In accordance with the Sept. 15 settlement:
- Where BEMs were excessed because management considered their facilities non-maintenance capable, an equal number of BEM assignments will be re-established. This will be done for the sole purpose of providing retreat rights to the excessed BEMs.
- BEMs who were excessed from their installation and/or craft as a result of the improper excessing will be paid $2,700 each, irrespective of their current duty assignment or whether they exercise their retreat rights.
- If there is only one BEM duty assignment in an installation and the BEM chooses not to return, Section 110 of the MS-45 will apply. (This is because the office will no longer have an employee with the requisite skill level.) In such cases, the single duty assignment may be reverted in accordance with Article 38 of the Collective Bargaining Agreement. In such cases, locals may request verification that an appropriate number of work hours have been transferred to the appropriate Field Maintenance Office (FMO).

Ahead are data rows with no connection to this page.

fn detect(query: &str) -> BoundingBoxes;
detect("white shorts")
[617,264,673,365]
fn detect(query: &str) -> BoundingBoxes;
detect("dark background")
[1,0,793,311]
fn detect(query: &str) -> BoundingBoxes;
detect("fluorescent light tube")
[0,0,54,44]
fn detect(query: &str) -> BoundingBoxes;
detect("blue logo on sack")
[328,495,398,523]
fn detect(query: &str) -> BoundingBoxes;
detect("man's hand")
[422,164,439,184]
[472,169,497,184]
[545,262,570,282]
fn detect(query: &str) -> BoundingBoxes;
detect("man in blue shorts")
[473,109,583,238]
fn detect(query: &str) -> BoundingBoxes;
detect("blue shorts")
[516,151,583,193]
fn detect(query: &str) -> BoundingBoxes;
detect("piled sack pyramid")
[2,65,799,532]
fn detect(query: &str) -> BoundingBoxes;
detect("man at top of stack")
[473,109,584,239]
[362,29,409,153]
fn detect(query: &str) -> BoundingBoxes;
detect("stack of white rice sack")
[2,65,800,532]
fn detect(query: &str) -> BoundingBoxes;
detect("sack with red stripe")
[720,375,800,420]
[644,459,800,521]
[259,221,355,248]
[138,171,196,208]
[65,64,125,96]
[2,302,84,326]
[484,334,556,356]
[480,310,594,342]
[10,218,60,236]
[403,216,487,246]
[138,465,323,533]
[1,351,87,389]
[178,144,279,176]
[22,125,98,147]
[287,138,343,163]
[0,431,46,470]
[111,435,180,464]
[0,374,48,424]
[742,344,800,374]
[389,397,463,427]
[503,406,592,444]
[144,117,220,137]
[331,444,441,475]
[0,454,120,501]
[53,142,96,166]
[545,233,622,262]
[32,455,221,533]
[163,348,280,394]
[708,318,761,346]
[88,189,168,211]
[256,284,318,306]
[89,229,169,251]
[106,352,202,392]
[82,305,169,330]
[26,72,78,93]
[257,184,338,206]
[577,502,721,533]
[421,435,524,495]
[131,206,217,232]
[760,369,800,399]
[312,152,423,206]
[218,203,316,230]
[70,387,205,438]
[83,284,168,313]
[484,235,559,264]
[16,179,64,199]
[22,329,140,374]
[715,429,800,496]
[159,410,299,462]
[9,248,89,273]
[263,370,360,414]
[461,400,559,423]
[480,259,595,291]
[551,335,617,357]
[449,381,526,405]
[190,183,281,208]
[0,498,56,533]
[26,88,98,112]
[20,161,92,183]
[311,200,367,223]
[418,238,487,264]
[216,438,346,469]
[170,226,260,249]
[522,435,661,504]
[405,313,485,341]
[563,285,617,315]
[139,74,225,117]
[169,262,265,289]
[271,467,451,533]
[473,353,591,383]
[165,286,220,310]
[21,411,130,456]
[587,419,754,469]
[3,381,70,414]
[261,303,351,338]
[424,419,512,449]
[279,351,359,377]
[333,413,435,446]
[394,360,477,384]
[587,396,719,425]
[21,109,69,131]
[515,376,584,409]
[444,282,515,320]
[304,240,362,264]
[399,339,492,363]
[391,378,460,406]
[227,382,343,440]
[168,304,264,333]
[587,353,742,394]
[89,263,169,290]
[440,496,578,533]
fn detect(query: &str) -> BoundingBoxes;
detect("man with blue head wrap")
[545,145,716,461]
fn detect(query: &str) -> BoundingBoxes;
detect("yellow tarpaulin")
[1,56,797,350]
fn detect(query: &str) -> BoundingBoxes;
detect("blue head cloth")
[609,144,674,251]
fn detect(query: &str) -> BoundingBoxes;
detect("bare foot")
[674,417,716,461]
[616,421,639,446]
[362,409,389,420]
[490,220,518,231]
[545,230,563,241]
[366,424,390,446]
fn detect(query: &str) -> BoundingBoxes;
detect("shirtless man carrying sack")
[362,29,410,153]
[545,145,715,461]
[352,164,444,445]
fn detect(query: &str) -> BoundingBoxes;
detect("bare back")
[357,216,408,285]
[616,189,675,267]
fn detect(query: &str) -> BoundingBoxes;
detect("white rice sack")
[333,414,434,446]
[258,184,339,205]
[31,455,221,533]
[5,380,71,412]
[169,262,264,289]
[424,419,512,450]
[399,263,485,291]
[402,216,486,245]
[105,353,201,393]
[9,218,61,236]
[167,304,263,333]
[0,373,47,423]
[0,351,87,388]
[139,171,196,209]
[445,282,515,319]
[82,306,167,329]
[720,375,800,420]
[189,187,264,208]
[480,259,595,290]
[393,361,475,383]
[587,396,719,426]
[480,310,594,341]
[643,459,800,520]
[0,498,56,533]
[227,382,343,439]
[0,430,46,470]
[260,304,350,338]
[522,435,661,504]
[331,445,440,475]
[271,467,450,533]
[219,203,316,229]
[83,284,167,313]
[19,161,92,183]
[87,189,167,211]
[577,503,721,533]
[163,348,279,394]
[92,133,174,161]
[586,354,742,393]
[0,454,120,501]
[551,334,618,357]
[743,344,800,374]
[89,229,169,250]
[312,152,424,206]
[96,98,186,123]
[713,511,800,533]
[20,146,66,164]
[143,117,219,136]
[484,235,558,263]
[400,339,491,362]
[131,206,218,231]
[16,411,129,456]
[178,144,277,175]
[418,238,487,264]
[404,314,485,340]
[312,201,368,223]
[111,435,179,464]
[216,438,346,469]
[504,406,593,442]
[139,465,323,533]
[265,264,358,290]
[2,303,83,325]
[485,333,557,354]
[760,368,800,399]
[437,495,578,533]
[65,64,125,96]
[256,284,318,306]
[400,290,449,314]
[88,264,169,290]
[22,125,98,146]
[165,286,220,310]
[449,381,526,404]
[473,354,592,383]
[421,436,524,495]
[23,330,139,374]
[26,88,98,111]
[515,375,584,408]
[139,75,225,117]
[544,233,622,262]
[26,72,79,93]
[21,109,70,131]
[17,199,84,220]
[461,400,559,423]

- Regardless of the number of BEM duty assignments that are re-established, the MS-1 Handbook will apply. If the USPS must re-establish and return more BEMs than MS-1 staffing procedures call for, when those duty assignments become vacant management may revert them. If fewer BEMs retreat to the duty assignments than the MS-1 staffing procedures call for in the installation, management must post and fill the BEM duty assignment(s) supported by the MS-1 staffing. In instances were an installation has only one excessed BEM excessed and the BEM fails to retreat, Section 110 of the MS-45 will apply.
- Local cases that were delayed pending settlement of the dispute and that involve only BEMs will be resolved in accordance with the agreement.
The remedy is a one-time, non-precedent-setting agreement.
The dispute arose when, after consolidating installations and removing all Postal Equipment, the USPS expanded the impact to the building side, using phrases such as, “This position is no longer authorized,” or, “The work will be shifted and coverage provided by the FMO.”
Management attempted to justify the actions by claiming the facilities were no longer “maintenance capable.” The USPS further claimed that the MS-45 Handbook controlled the staffing and work assignments at the newly designated “non-maintenance capable” installations rather than the MS-1 Handbook, which controlled staffing when the installations were considered “maintenance capable.”
The APWU asserted that whether an office was maintenance capable or not is irrelevant to the determining whether employees can be excessed and forced from their duty assignments based on management’s unilateral assertion. Further, the fact that Level 9 BEMs, were still assigned meant the installations met the definition of “maintenance capable.”